Geen voorschot op schadevergoeding na aanrijding
Een ZZP-er in de ambulante hulpverlening raakt op 4 april 2016 betrokken bij een ongeval. Terwijl hij met zijn auto, een BMW 525d Touring uit 2006, stil staat bij een rotonde wordt hij van achteren aangereden door een bestuurder van een bij ASR verzekerde Renault Twingo. ASR erkent de aansprakelijkheid voor het ongeval en stelt een bedrag van € 2.500,- als voorschot op de schade ter beschikking aan de ZZP-er. In dit kort geding vordert de ZZP-er een aanvullend voorschot op schadevergoeding ten belope van ruim € 23.700,- Hij stelt dat hij sinds en door het ongeval diverse klachten ervaart, zoals de herbeleving van het ongeval, nekklachten, concentratiestoornissen, vergeetachtigheid en evenwichtsstoornissen, waardoor hij niet in staat zou zijn werkzaamheden te verrichten en schade zou lijden. Het voorschot op de schade bestaat o.a. uit een verlies aan verdienvermogen naast medische kosten en smartengeld. ASR betwist dat er sprake is van (i) spoedeisend belang, (ii) het bestaan van voortdurende aan het ongeval te relateren klachten en (iii) schade als gevolg van het ongeval die aan haar moet worden toegerekend tot een bedrag dat het betaalde voorschot overschrijdt.

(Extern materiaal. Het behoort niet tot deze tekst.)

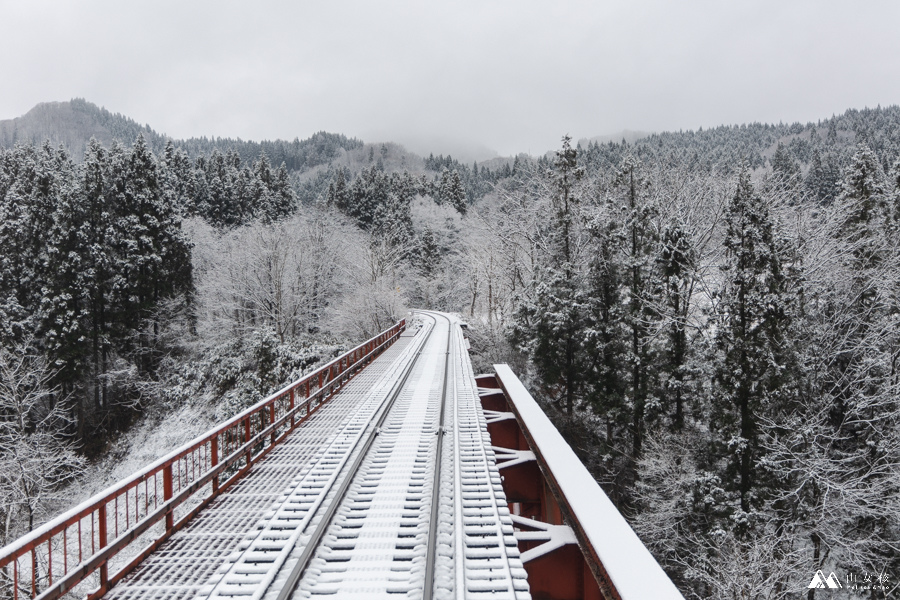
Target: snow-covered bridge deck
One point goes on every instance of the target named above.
(411, 479)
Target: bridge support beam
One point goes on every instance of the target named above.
(574, 543)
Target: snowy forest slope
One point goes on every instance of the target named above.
(710, 317)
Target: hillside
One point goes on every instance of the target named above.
(73, 124)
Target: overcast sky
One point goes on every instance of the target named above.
(509, 76)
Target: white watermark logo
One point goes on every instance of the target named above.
(819, 581)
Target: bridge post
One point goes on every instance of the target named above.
(247, 436)
(272, 420)
(214, 460)
(167, 494)
(291, 408)
(104, 568)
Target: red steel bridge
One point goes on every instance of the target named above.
(394, 470)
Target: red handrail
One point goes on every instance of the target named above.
(81, 543)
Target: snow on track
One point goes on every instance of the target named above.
(373, 525)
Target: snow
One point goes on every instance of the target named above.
(634, 572)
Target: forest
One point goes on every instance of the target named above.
(711, 318)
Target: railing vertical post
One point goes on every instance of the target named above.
(104, 568)
(291, 408)
(214, 460)
(167, 495)
(247, 438)
(272, 419)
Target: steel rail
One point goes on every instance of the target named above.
(244, 436)
(299, 568)
(431, 548)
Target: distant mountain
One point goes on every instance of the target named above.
(75, 122)
(628, 135)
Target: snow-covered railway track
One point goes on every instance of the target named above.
(391, 488)
(393, 533)
(237, 546)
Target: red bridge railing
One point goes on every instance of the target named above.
(81, 545)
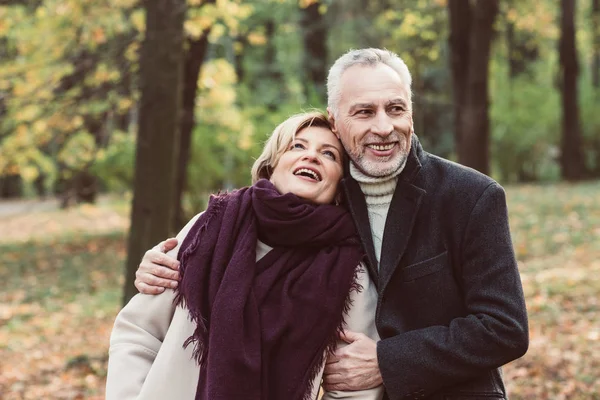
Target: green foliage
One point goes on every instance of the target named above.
(525, 124)
(114, 164)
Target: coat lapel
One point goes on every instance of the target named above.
(398, 228)
(358, 209)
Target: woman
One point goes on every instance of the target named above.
(243, 329)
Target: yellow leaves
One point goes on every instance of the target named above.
(78, 151)
(221, 17)
(99, 36)
(307, 3)
(257, 39)
(196, 26)
(138, 20)
(27, 113)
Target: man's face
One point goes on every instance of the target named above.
(374, 119)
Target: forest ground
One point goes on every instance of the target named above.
(61, 274)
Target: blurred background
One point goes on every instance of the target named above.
(511, 88)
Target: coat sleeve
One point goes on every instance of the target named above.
(137, 335)
(494, 330)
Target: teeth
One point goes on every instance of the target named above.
(309, 172)
(382, 147)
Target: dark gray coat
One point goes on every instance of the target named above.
(451, 309)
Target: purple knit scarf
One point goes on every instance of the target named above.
(263, 328)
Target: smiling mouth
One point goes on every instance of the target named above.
(381, 147)
(308, 173)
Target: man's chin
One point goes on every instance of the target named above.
(379, 169)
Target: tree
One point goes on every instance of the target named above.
(161, 68)
(596, 43)
(314, 35)
(195, 53)
(471, 33)
(572, 161)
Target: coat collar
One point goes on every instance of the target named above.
(404, 206)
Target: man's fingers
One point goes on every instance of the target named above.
(168, 245)
(332, 358)
(154, 278)
(154, 256)
(147, 289)
(349, 336)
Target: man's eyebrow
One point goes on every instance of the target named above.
(361, 105)
(397, 101)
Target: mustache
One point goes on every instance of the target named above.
(394, 136)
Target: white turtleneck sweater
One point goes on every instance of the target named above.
(378, 195)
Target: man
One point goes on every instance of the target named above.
(450, 309)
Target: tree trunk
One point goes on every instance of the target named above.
(161, 63)
(194, 59)
(471, 89)
(314, 35)
(596, 43)
(572, 159)
(460, 28)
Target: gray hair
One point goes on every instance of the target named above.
(365, 57)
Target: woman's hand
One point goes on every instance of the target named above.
(157, 270)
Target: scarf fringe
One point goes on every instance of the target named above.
(331, 342)
(199, 338)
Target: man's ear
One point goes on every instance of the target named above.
(331, 119)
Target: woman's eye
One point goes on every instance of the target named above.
(330, 154)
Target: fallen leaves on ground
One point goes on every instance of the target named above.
(62, 288)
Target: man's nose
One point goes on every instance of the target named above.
(382, 124)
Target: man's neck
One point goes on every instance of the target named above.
(377, 190)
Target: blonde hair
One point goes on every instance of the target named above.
(280, 140)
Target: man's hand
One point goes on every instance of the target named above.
(158, 271)
(353, 367)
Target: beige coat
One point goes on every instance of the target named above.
(147, 360)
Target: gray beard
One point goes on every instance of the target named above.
(374, 172)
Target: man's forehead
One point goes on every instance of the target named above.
(361, 81)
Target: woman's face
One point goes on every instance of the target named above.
(311, 167)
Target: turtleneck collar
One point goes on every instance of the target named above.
(377, 190)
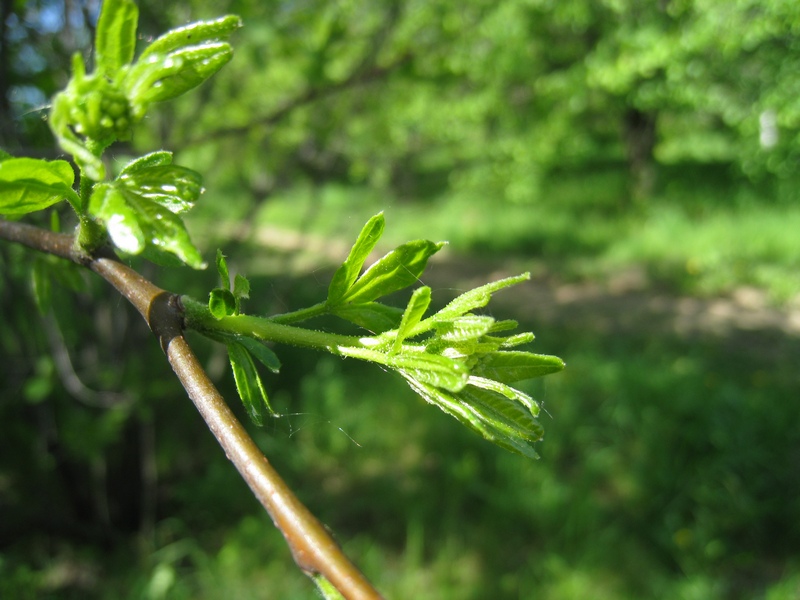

De voorzieningenrechter overweegt dat de voorziening strekt tot betaling van een geldsom en dat voor toewijzing van een dergelijke vordering in kort geding slechts dan plaats is, als het bestaan en de omvang van de vordering in hoge mate aannemelijk zijn, terwijl voorts uit hoofde van onverwijlde spoed een onmiddellijke voorziening vereist is en het risico van onmogelijkheid van terugbetaling bij afweging van de belangen van partijen aan toewijzing niet in de weg staat. De voorzieningenrechter oordeelt dat de ZZP’er spoedeisend belang heeft bij zijn vordering. Zijn stelling dat het water hem aan de lippen staat is door ASR niet weersproken en hij heeft aannemelijk gemaakt dat hij al enige tijd geen inkomsten meer heeft gegenereerd als ZZP-er. De voorzieningenrechter is echter van oordeel dat de vorderingen van de ZZP-er dienen te worden afgewezen, nu zowel het bestaan als de omvang van de vordering allesbehalve in hoge mate aannemelijk is. Daartoe zoekt de voorzieningenrechter aansluiting bij een rapport van ing. Wartenbergh naar de impact van het ongeval. Uit het onderzoek kan voorshands worden afgeleid dat de aanrijding niet hard ging en dat de ZZP-er niet heeft blootgestaan aan dermate hevige krachten dat die de langdurige en heftige gevolgen zoals door hem gesteld kunnen verklaren. Dit wordt bevestigd door het feit dat de airbags van de ZZP-er niet zijn geactiveerd en de geringe schade aan zijn auto. Gelet hierop komt tot de voorzieningenrechter tot de conclusie dat er nog geen causaal verband zichtbaar is tussen de door de ZZP-er gestelde klachten en het ongeval en dat de vorderingen reeds om die reden voor afwijzing gereed liggen.